The pioneer spirit, at any cost
Imagine what it would feel like to travel with a wagon train of pioneers, joining the great march to America’s western frontier in 1846. Why would you take such a risk, and how would you cope if the worst happened? Author Gabrielle Burton explores these questions and others in her richly imagined, harrowing tale of death—and survival.
Impatient With Desire, a fictional account of the travails of the very real Donner Party, is framed as a diary kept by Tamsen Donner. Donner was one of 87 actual pioneers who, against the advice of several who had gone before, formed a party of nine wagons that left a much larger wagon train moving west, and struck out on what they had been told was a shortcut to reaching California.
They encountered rivers too swollen to be forged, mud-filled tracks that destroyed their wagons, a desert wasteland, and, at last, terrible snows that imprisoned the party in the Sierras for nearly four months, where nearly half of them perished from cold or starvation.

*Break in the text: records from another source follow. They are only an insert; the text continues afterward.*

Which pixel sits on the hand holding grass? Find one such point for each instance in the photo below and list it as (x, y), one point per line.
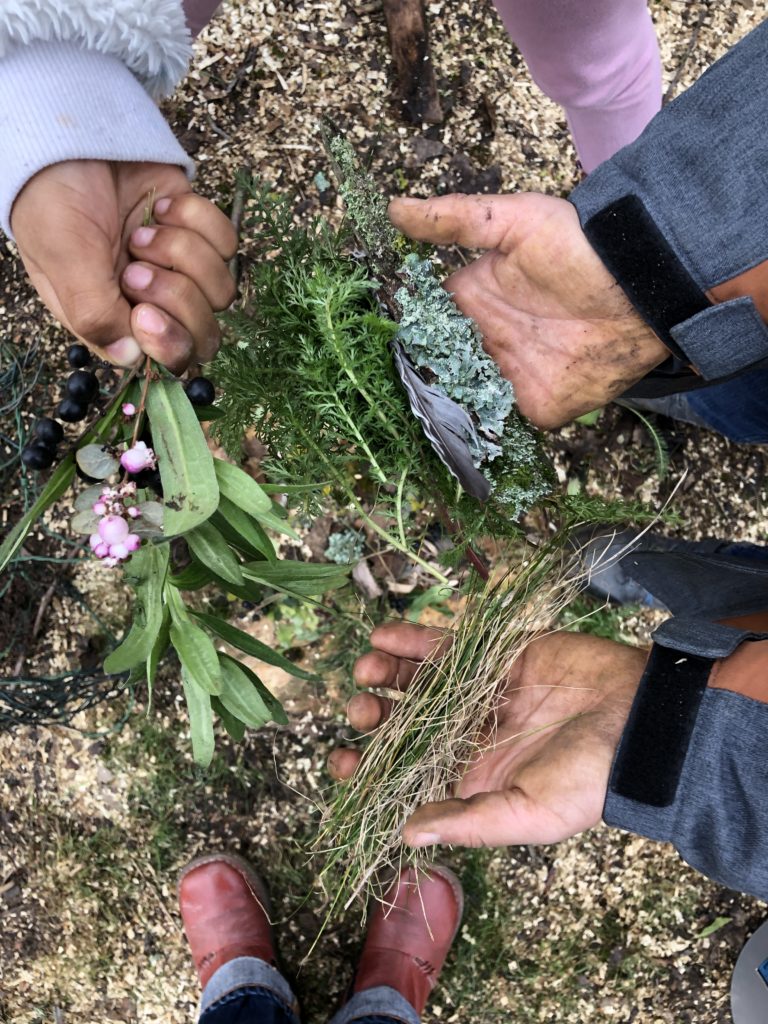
(552, 316)
(125, 289)
(546, 775)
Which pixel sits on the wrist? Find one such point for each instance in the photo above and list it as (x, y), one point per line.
(744, 672)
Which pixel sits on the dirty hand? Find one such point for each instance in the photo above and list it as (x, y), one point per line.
(546, 775)
(552, 316)
(119, 287)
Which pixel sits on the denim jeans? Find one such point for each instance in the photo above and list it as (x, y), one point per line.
(250, 991)
(736, 409)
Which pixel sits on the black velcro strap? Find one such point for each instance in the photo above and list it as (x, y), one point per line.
(655, 740)
(627, 240)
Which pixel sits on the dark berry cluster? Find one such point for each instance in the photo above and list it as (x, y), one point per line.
(80, 390)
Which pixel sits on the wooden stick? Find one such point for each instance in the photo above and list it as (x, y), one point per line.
(409, 41)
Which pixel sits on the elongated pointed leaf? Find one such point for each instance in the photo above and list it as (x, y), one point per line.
(194, 646)
(201, 721)
(193, 577)
(274, 708)
(210, 548)
(250, 645)
(241, 488)
(242, 529)
(298, 579)
(145, 572)
(189, 487)
(242, 696)
(59, 481)
(233, 726)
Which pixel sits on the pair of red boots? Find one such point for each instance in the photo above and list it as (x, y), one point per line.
(224, 908)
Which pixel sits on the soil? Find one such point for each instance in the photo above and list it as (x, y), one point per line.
(97, 817)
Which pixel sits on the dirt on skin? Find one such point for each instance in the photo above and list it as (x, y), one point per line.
(96, 820)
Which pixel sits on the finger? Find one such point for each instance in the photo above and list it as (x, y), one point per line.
(502, 818)
(411, 640)
(473, 221)
(342, 763)
(162, 338)
(170, 297)
(366, 712)
(199, 215)
(378, 669)
(189, 254)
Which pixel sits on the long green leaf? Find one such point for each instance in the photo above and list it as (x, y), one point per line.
(59, 481)
(145, 572)
(189, 487)
(298, 579)
(241, 488)
(250, 645)
(242, 529)
(201, 721)
(233, 726)
(194, 646)
(210, 548)
(275, 709)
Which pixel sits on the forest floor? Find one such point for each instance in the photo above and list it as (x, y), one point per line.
(97, 818)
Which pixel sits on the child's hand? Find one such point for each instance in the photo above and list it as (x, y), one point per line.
(121, 289)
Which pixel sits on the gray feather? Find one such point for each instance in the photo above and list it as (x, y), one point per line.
(448, 426)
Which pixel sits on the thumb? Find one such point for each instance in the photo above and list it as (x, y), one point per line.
(505, 817)
(472, 221)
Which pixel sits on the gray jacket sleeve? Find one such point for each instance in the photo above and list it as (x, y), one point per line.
(685, 208)
(79, 80)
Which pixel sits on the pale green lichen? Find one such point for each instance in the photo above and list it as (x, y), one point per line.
(345, 548)
(437, 336)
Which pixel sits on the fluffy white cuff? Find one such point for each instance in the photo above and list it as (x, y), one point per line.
(150, 37)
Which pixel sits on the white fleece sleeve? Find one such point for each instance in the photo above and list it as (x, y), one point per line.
(60, 101)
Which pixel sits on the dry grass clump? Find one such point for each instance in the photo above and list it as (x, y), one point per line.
(439, 725)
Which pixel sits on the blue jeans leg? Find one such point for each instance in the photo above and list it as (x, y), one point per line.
(736, 409)
(248, 990)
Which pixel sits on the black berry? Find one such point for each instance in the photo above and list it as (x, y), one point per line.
(71, 411)
(78, 356)
(37, 457)
(201, 391)
(82, 385)
(48, 432)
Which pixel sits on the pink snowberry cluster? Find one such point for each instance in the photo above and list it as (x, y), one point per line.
(114, 542)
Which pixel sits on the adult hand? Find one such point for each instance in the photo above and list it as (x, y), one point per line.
(121, 288)
(552, 316)
(546, 775)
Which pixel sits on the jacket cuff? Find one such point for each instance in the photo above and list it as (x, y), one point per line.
(691, 765)
(58, 101)
(150, 37)
(670, 222)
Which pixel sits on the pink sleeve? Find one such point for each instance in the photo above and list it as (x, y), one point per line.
(199, 13)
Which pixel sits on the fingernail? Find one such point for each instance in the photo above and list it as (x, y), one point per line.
(137, 275)
(425, 839)
(125, 351)
(143, 236)
(151, 321)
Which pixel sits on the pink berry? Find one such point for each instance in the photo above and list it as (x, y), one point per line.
(113, 529)
(137, 458)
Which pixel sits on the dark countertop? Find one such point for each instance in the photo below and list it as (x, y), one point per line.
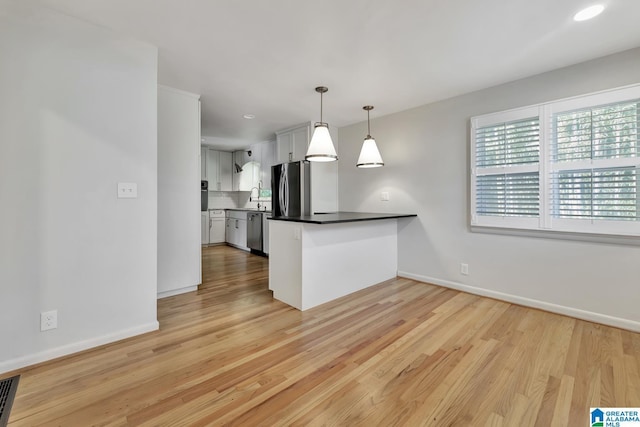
(247, 210)
(338, 217)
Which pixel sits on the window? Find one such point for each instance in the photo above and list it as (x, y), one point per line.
(570, 165)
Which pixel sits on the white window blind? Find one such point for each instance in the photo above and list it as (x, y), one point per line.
(571, 166)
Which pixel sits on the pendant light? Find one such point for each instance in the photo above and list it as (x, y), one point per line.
(369, 155)
(321, 147)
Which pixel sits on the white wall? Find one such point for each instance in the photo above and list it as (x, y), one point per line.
(426, 152)
(77, 116)
(178, 191)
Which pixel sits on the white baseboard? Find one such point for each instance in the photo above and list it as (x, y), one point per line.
(173, 292)
(590, 316)
(65, 350)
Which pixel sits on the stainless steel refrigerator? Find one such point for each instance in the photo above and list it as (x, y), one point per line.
(291, 189)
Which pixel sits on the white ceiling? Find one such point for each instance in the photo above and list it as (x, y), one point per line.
(265, 57)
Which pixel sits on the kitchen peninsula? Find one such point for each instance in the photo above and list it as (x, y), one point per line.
(317, 258)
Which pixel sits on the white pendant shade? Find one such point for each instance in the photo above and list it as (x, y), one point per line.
(321, 147)
(369, 155)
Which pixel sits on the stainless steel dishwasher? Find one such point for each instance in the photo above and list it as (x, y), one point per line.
(254, 231)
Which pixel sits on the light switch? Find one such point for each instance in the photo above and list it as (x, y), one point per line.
(127, 190)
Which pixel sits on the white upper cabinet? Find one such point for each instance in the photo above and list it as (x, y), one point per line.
(292, 143)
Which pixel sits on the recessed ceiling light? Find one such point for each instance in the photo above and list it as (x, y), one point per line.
(588, 13)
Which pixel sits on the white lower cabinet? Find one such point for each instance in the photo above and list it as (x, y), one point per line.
(217, 226)
(236, 229)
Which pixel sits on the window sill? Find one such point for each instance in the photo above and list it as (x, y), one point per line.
(559, 235)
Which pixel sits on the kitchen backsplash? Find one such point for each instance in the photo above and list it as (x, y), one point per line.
(234, 199)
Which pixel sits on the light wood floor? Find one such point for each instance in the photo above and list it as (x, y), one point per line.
(400, 353)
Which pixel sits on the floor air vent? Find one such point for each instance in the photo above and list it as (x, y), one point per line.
(8, 389)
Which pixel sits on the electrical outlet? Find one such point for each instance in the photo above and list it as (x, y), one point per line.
(48, 320)
(464, 269)
(127, 190)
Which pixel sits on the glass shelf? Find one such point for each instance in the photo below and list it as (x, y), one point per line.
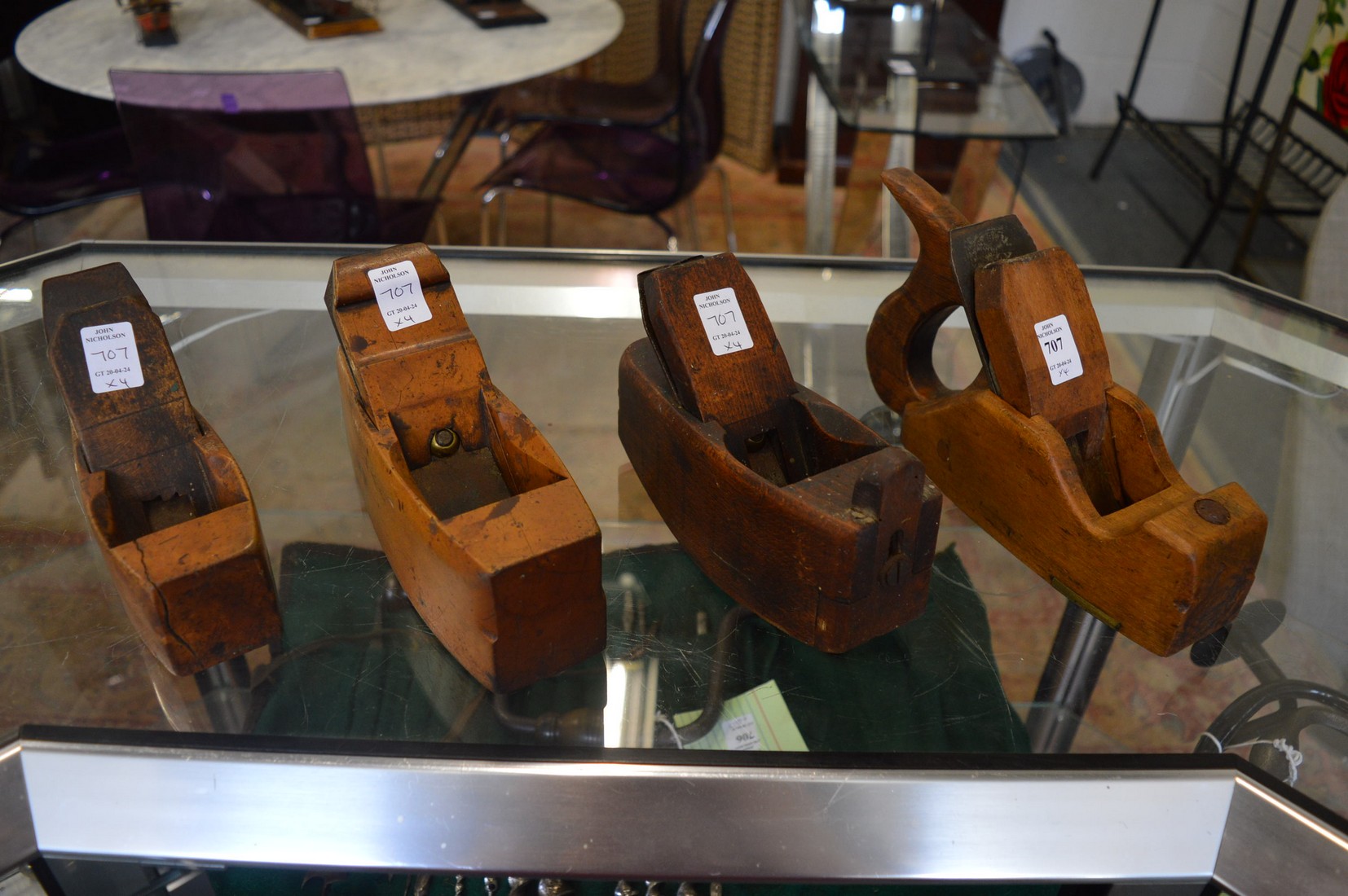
(1247, 385)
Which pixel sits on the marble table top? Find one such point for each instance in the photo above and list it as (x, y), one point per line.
(426, 49)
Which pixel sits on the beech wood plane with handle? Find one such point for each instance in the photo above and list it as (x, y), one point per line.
(787, 503)
(482, 525)
(1065, 468)
(165, 499)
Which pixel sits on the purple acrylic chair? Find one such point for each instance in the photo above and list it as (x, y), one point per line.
(272, 156)
(635, 169)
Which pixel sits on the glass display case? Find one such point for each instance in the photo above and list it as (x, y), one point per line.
(358, 743)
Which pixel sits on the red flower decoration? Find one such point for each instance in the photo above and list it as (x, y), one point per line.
(1335, 88)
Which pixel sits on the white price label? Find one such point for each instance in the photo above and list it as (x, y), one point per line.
(398, 292)
(723, 321)
(742, 733)
(111, 356)
(1059, 349)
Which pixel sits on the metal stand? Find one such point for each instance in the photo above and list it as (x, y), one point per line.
(1230, 163)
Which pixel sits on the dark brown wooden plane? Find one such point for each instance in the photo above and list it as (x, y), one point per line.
(163, 496)
(478, 516)
(1045, 450)
(786, 502)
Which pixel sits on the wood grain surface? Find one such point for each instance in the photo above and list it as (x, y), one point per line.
(786, 502)
(165, 499)
(1068, 469)
(494, 543)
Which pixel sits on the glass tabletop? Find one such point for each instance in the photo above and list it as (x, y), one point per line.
(1246, 384)
(872, 57)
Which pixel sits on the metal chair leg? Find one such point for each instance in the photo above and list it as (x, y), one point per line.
(690, 210)
(1126, 101)
(732, 241)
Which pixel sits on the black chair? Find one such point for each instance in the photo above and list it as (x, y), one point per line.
(632, 167)
(270, 156)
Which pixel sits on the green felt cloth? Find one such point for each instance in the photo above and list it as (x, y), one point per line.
(358, 665)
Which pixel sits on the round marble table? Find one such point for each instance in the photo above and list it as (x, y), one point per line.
(428, 49)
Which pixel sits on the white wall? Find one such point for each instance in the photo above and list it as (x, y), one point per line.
(1191, 55)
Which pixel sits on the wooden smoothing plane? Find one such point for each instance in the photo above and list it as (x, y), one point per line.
(482, 525)
(163, 496)
(787, 503)
(1065, 468)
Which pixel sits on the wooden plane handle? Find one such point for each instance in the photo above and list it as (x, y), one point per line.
(898, 345)
(715, 341)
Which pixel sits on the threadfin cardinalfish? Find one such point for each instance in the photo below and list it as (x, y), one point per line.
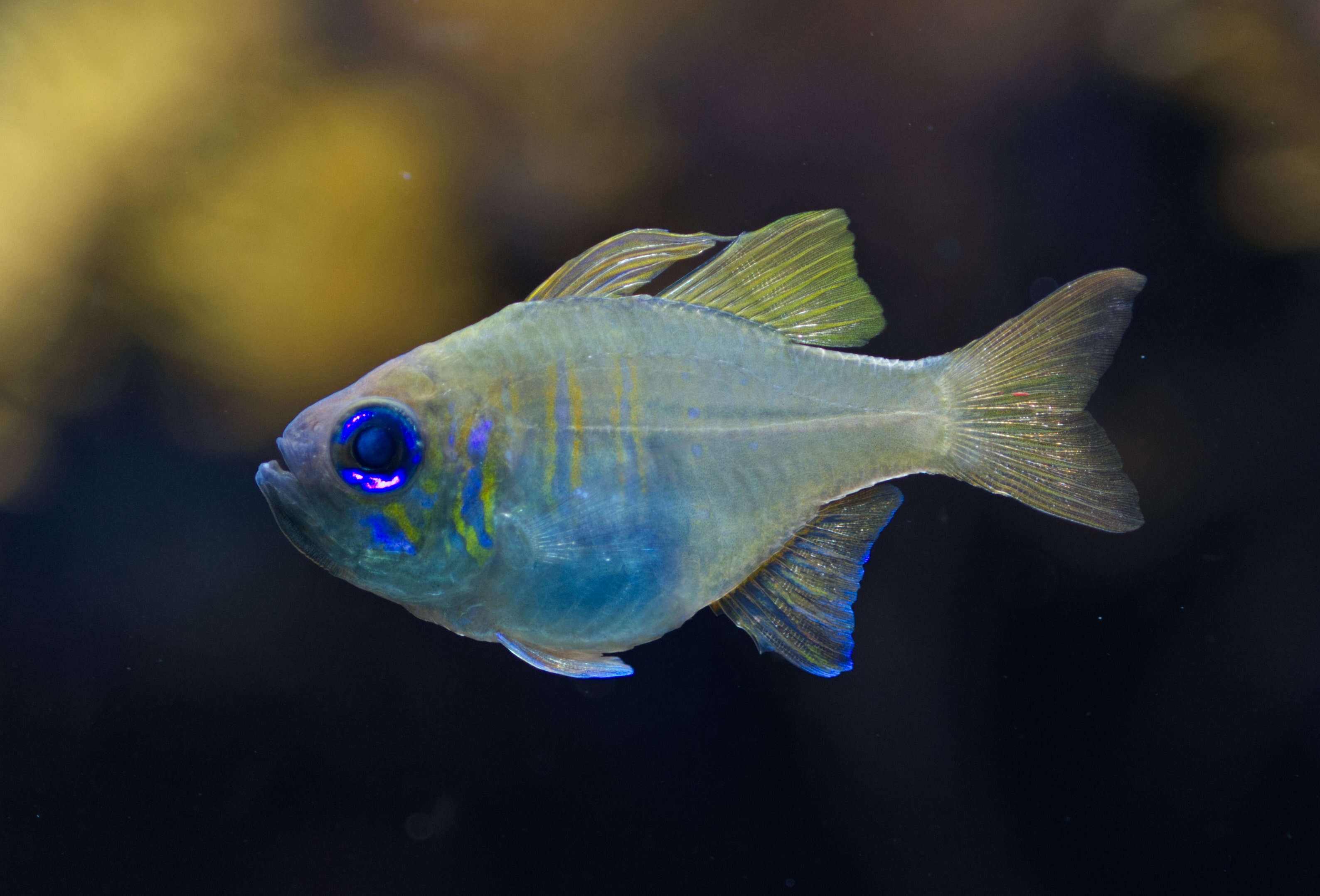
(583, 472)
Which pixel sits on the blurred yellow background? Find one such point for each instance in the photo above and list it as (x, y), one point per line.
(207, 181)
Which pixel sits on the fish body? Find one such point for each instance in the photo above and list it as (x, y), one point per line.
(583, 473)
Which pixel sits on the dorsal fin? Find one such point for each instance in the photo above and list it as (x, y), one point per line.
(798, 276)
(800, 602)
(623, 264)
(575, 664)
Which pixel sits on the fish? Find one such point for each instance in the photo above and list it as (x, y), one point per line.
(583, 472)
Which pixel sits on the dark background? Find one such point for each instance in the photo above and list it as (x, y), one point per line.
(187, 705)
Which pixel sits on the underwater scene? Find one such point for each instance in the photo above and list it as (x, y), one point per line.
(489, 446)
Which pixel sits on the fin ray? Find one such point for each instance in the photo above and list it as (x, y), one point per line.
(796, 275)
(622, 264)
(800, 602)
(1020, 394)
(575, 664)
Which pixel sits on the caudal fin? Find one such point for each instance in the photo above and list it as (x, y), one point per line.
(1020, 396)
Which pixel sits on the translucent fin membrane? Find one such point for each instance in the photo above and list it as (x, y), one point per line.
(798, 276)
(575, 664)
(800, 602)
(1021, 392)
(623, 264)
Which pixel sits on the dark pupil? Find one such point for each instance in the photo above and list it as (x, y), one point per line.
(375, 448)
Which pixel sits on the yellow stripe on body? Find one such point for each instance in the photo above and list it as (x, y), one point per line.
(576, 423)
(552, 387)
(617, 421)
(633, 423)
(396, 514)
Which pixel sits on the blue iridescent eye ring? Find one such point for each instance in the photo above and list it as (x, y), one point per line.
(377, 449)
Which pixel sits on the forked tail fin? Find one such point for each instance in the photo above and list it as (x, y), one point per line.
(1020, 396)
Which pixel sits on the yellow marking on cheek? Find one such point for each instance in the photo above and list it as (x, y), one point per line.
(488, 492)
(552, 387)
(399, 517)
(576, 417)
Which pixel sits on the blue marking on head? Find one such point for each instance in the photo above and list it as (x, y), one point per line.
(480, 440)
(472, 509)
(387, 536)
(373, 482)
(389, 420)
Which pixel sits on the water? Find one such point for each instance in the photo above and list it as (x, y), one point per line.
(292, 197)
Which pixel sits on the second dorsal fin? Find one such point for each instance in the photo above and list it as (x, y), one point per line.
(800, 602)
(798, 276)
(623, 264)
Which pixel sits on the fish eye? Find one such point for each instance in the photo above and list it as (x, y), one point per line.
(377, 448)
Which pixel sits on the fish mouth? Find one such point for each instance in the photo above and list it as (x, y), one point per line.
(288, 503)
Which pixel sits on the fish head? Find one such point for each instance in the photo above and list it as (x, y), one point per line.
(357, 490)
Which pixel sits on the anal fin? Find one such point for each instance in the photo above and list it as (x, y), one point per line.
(800, 602)
(575, 664)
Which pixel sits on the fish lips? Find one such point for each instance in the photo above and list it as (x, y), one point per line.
(296, 520)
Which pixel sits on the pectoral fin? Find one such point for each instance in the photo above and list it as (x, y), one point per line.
(575, 664)
(800, 602)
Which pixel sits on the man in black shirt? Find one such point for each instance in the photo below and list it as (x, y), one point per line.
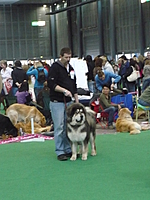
(62, 84)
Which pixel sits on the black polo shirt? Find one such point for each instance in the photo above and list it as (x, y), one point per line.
(59, 75)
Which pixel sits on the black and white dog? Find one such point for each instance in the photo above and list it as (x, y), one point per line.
(6, 127)
(81, 126)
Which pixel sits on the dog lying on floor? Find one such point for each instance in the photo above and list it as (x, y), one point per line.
(7, 128)
(81, 126)
(23, 113)
(125, 123)
(26, 128)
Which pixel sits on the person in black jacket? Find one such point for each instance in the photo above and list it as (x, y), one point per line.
(90, 76)
(62, 84)
(18, 76)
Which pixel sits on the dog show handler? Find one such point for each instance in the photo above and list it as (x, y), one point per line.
(62, 84)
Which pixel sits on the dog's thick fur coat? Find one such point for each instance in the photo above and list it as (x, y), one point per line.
(81, 126)
(125, 122)
(23, 113)
(6, 127)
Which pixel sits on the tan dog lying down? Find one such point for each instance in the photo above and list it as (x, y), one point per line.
(26, 127)
(125, 122)
(23, 113)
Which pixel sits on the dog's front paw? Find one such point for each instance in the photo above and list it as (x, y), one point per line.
(73, 157)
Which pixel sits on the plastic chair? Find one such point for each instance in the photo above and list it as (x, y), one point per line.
(140, 107)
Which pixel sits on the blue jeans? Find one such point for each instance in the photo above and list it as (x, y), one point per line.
(58, 112)
(111, 111)
(143, 103)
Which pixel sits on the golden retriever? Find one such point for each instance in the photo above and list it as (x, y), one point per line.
(23, 113)
(125, 122)
(26, 127)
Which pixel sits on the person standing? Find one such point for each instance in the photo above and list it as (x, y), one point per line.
(62, 84)
(6, 76)
(90, 76)
(19, 76)
(33, 70)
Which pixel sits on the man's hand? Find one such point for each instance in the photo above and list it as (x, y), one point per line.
(67, 93)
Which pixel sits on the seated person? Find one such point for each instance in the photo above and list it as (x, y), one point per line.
(105, 102)
(105, 77)
(144, 99)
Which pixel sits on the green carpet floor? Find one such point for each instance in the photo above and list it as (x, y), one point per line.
(120, 171)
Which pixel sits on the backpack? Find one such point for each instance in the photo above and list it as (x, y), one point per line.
(41, 75)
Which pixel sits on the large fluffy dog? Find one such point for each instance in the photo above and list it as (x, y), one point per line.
(125, 122)
(26, 127)
(23, 113)
(6, 127)
(81, 126)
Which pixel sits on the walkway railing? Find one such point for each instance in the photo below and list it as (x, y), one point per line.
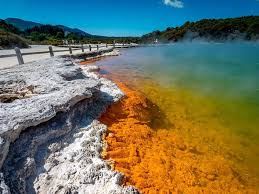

The story of the historical Donner Party became riveting news after it was learned that in order to survive, some of the party had resorted to eating the flesh of others in their party who had already succumbed. But in this novel, Burton departs from the merely sensational, and explores the fate of the party from a different perspective—that of a woman who, along with her husband, is following a dream shared by thousands at that time: a wanderlust and desire to leave familiar surroundings behind and move on to the edges of what was then an unknown wilderness. Tamsen’s diary captures the pull of this great adventure, in all its combined glory and folly, heady successes and tragic turns.
As her family huddles, close to starvation in the snowbound Sierras, Tamsen describes to her children, who cannot really remember them, the cherry orchards, apple trees and gentle spring breezes in the Illinois town they’ve left behind. The children ask, “Why did we leave?” To this, their parents have no answer, though they have ample time to revisit their decision again and again. Earlier, when given a choice, Tamsen admits they “could not bear to go back.”
Near the end of the diary, Tamsen and her husband sit together, looking out at the spectacular wilderness stretching before them. Tamsen, who has not entirely lost her spirit, reflects, “I knew that behind us lay the shadowed detritus of five months of survival, but our view was spectacular and uplifting.”
Barbara Clark writes from West Yarmouth, Massachusetts.